Sur le haut du tableau de bord, une série de verbes sur des petits post-it bleus, comme un programme pour prendre la tangente, accompagne le tandem (mais n’est pas révélé au public) : « désaxer, obliquer, dériver, pivoter, s’égarer, dérailler, dérouter, croiser, dévier, dévaler, détourner». Et aussi : « enfiler son…, se changer en…, bifurquer pour…, à contre-sens ».
Avant l’« ouverture coffre » (qui libère les voyageurs), un dernier mot rajouté à la main : « Et le paysage continue d’avancer ». Tout un programme.
Avec ce moment rare, peu de moyens et une lecture originale du paysage rappelant le mouvement surréaliste, ces deux artistes ont compensé avec bonheur l’absence de deuxième week-end du festival, illustrant – si on en doutait – les propos de la directrice artistique Latifa Lâabissi : « Il y a d’autres lignes de force en milieu rural, on y occupe la place qu’on a décidé de prendre et on y fait les choses différemment ».
Vivant et travaillant dans deux villes éloignées, espérons qu’Olga et Pierre-Benjamin retravailleront un jour ensemble.
En plus de l’édition, l’aventure de Paysage caviardé fera bientôt l’objet d’une sortie en podcast (prévue pour septembre 2025).
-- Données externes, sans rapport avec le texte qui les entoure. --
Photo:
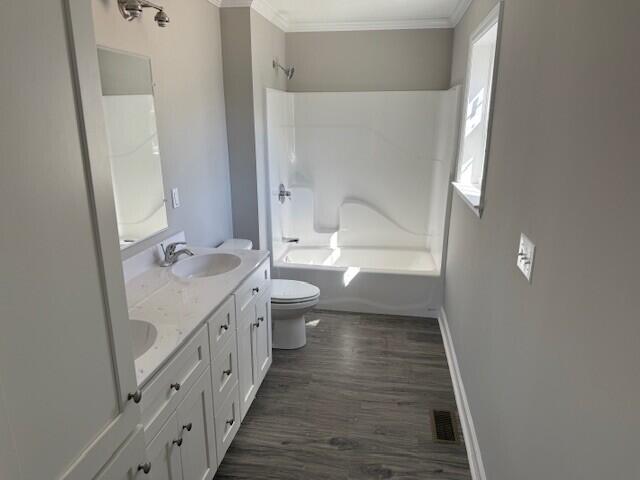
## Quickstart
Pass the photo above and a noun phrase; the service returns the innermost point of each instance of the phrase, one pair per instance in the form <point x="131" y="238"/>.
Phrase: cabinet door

Ce projet itinérant a été soutenu par le réseau Nos lieux communs dans le cadre de son programme NOMADES, dont fait partie Extension sauvage. Il a commencé à Clermont-Ferrand (Boom’Structur), s’est poursuivi en Ardèche (Format Danse), à Falaise (Chorège CDCN) et, après Combourg, est allé à Versailles (Plastique Danse Flore). Il ira à la rentrée à Dijon (Entre cours et jardins, CDCN Le Dancing) pour terminer son périple à Plouhinec (Bretagne, C.A.M.P. Capsule artistique en mouvement permanent). La production déléguée 2024 a été assurée par les Laboratoires d’Aubervilliers et en 2025 par Boom’Structur.